The first day of Kansas University basketball Boot Camp proved as rugged as advertised.
“It was probably the toughest thing I’ve ever done in my life. High school is nothing compared to the first day of Boot Camp,” said KU freshman walk-on Niko Roberts, a 5-foot-10 guard out of St. Anthony’s High in Long Island, N.Y.
He rolled out of bed at 5:35 a.m. Monday at Jayhawker Towers, woke up roommate Royce Woolridge, then made the short walk to Allen Fieldhouse for 6 a.m. roll call for coach Bill Self’s two-week conditioning program.
“We started with some jump-roping and did some sprints after that,” Roberts, son of former KU assistant coach Norm Roberts, said of the hourlong session.
“The hardest thing he (Self) made us do was probably a figure-eight slide all around the gym — you run, close out, run, close out, slide across halfcourt, run, close out, run, close out, slide and just keep going.”
Roberts — he had three classes on campus that stretched from morning to early afternoon — returned to the fieldhouse at 3 p.m. for an interview, followed by a weight-lifting session.
“The mood is positive,” Roberts said. “Everybody is ready to knock this out. Everybody is taking it seriously. Everybody is ready.”
Roberts might have winced had he listened to his elders discuss Monday’s proceedings.
“No day is easy. Every day is challenging,” senior Conner Teahan said, “(but) the first day ... it wasn’t as bad. It wasn’t extremely intense. It’s kind of one of those things you have to have everybody on the same page, the new guys coming in, so it’s a teaching day. I’m tired. (But) it’s only going to get harder.”

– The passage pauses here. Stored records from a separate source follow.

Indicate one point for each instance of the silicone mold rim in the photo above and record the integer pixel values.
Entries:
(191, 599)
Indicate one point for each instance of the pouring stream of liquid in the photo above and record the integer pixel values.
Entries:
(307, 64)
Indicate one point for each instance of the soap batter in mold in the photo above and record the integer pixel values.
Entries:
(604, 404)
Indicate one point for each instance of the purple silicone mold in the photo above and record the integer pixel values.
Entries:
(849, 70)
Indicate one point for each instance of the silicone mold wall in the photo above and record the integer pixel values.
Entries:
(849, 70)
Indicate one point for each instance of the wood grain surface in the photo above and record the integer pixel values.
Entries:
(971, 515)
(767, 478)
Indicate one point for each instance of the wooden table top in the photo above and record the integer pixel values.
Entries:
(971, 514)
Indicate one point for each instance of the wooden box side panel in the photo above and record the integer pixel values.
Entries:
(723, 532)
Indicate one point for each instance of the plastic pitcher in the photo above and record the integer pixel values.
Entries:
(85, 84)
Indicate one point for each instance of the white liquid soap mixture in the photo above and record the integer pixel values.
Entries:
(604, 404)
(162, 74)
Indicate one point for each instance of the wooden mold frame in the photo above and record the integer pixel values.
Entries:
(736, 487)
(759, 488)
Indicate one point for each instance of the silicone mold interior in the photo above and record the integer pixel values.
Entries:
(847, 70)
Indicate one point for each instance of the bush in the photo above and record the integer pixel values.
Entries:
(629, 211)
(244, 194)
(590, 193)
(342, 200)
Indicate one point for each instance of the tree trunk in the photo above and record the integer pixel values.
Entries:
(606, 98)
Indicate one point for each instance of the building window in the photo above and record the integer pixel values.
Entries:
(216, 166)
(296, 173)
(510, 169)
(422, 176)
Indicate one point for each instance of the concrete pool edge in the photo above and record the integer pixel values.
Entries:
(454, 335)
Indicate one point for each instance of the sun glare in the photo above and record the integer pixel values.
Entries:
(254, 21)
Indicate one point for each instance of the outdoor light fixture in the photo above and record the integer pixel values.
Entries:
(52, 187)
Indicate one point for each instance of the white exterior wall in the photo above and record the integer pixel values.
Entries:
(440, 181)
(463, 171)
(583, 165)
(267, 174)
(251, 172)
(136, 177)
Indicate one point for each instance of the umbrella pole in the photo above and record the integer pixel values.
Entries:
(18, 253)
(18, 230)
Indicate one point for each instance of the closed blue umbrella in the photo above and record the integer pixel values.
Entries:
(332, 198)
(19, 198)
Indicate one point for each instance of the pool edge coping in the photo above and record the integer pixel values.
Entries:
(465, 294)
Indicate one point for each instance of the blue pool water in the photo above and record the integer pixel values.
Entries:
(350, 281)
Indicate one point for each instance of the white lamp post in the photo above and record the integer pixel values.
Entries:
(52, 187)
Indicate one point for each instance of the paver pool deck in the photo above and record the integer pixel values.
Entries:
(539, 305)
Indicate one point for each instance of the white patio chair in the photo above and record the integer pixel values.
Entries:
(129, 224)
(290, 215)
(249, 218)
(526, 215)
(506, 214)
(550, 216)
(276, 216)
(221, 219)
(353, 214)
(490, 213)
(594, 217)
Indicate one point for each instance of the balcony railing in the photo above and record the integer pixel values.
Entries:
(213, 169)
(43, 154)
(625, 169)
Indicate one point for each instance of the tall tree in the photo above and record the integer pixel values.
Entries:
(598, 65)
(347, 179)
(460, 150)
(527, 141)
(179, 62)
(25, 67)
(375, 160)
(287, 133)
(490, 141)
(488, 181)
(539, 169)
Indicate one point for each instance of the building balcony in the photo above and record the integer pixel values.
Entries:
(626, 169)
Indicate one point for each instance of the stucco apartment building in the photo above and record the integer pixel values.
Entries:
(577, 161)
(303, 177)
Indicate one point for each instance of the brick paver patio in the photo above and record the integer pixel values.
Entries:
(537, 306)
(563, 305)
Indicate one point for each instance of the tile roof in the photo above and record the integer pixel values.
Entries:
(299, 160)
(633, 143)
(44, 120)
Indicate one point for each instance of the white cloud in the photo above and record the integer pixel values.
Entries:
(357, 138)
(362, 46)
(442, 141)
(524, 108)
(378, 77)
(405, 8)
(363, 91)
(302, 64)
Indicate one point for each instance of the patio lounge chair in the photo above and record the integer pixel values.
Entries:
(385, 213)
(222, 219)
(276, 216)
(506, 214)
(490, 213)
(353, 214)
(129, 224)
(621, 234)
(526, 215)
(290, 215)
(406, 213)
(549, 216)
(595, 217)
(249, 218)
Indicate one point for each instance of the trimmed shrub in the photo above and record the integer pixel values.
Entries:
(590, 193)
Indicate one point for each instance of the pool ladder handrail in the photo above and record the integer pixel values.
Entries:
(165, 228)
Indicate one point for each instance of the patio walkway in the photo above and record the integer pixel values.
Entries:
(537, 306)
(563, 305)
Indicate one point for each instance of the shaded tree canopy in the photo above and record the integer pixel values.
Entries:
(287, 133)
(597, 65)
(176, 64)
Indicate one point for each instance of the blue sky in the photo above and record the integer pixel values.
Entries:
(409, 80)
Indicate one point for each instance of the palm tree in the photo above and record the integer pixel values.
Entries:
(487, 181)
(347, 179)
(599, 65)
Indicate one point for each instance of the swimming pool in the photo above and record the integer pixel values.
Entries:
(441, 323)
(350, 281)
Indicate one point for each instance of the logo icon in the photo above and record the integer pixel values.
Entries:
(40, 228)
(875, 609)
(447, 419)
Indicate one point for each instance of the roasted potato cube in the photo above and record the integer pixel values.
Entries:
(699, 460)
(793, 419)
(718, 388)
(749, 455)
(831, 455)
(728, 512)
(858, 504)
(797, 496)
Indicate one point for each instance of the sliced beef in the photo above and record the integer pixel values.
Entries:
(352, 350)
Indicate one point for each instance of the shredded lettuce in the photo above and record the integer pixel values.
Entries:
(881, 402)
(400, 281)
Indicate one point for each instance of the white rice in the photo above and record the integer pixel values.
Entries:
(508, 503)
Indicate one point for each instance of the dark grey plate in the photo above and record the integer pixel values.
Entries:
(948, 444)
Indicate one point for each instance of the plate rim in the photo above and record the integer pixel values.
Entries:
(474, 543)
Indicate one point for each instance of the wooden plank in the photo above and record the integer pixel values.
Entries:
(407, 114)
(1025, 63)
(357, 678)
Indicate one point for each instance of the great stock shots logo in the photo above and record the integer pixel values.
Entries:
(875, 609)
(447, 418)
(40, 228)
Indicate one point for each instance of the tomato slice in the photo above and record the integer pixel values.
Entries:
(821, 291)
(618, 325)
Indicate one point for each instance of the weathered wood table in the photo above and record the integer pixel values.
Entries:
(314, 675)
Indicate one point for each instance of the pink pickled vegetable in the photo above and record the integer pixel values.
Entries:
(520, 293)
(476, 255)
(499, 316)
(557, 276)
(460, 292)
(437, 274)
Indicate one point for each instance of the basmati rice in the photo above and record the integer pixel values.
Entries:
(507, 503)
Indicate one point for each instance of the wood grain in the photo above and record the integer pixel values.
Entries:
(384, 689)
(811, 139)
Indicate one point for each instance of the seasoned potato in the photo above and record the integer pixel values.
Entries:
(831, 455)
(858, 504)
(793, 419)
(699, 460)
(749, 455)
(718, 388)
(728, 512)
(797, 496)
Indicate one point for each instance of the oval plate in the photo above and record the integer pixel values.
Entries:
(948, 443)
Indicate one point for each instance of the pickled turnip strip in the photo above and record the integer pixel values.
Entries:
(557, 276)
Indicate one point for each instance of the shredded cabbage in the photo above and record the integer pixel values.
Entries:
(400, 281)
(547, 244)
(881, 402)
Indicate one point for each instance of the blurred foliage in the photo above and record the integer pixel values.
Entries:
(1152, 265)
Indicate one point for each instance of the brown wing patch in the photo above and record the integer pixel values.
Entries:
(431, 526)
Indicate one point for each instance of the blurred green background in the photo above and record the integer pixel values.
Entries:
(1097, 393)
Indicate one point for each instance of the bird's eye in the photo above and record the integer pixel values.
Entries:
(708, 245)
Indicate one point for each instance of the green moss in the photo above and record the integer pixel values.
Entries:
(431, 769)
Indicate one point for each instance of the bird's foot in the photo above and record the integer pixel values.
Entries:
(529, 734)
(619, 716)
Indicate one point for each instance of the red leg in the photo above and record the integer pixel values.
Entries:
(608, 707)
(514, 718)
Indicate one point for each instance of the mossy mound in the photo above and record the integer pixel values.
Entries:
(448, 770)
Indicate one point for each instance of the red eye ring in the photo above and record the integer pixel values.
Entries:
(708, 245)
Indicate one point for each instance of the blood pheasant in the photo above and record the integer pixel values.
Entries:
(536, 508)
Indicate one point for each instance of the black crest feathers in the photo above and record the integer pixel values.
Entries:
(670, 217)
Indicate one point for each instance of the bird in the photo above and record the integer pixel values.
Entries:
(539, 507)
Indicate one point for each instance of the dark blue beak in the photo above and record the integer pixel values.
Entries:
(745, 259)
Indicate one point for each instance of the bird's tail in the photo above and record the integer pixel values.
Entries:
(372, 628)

Fellow senior Mario Little echoed: “It was more of a teaching day for us, to explain to the newcomers what was going on. Tomorrow will be ‘get after it.’ Today was not an easy day at all, but coach gave us more of a break to teach. Everybody did well. Nobody struggled. If they did, they didn’t show it. Coach didn’t stop to say guys weren’t going hard. We ran sprints at the end and everybody made it.”
Freshman Josh Selby participated. He has been cleared by the NCAA to attend class and practice, but not yet cleared for participation in games as the organization looks at the point guard’s academic record and amateur status.
“He did all right for not really doing a lot this whole semester,” Little said. “He was tired. He did all right.”
Selby, who is not available for interviews as he waits to be deemed eligible, commented about Boot Camp on Twitter.
“Grind time. Bootcamp. Day One. Kick (butt) :)”
And ... “9 more days fellas. Let’s work. Road to the championship. Love my team.”
Finally ... “It’s way diff than high school. Man the work is so much harder.”
Meanwhile, Teahan — like most players he elected to sleep as long as he could and skipped breakfast Monday (Little had a banana and juice) — believes he’s mentally and physically prepared for his final Boot Camp.
“I feel I came in good shape. I got some conditioning in (last several weeks and in summer),” Teahan said. “I’m not too worried about how I’m going to do. I’m more encouraging the team, trying to make sure everybody does well. Everybody had a good attitude. Coach didn’t get on anybody too much for slacking off, so I think everybody did well.”
Teahan a scholarship player: A former walk-on, Teahan is on scholarship for his senior year of college.
The Jayhawks did not sign a full allotment of 13 players, so the former Kansas City (Mo.) Rockhurst standout was granted the final, unused grant-in-aid.
“I did receive one. I got informed the last weekend of August,” Teahan said. “Coach told me I earned it and decided it was time for me to be on scholarship, so he gave me one.
“It’s great. I love it,” Teahan added. “I never thought it was a huge deal I didn’t have one in the first place. However, it is nice getting a scholarship and the title. To me the title is more being a ‘Kansas basketball player’ than being a ‘scholarship athlete,’ though.”
Honors: KU’s Marcus Morris has been named first-team preseason All-America by Blue Ribbon Yearbook. He was joined by Baylor’s LaceDarius Dunn, Kansas State’s Jacob Pullen, Duke’s Kyle Singler and BYU’s Jimmer Fredette. ... The magazine ranked KU No. 7 in the country, a spot in front of North Carolina. KSU was tapped No. 10, Baylor 16, Texas 18 and Missouri 20. Defending champion Duke was No. 1.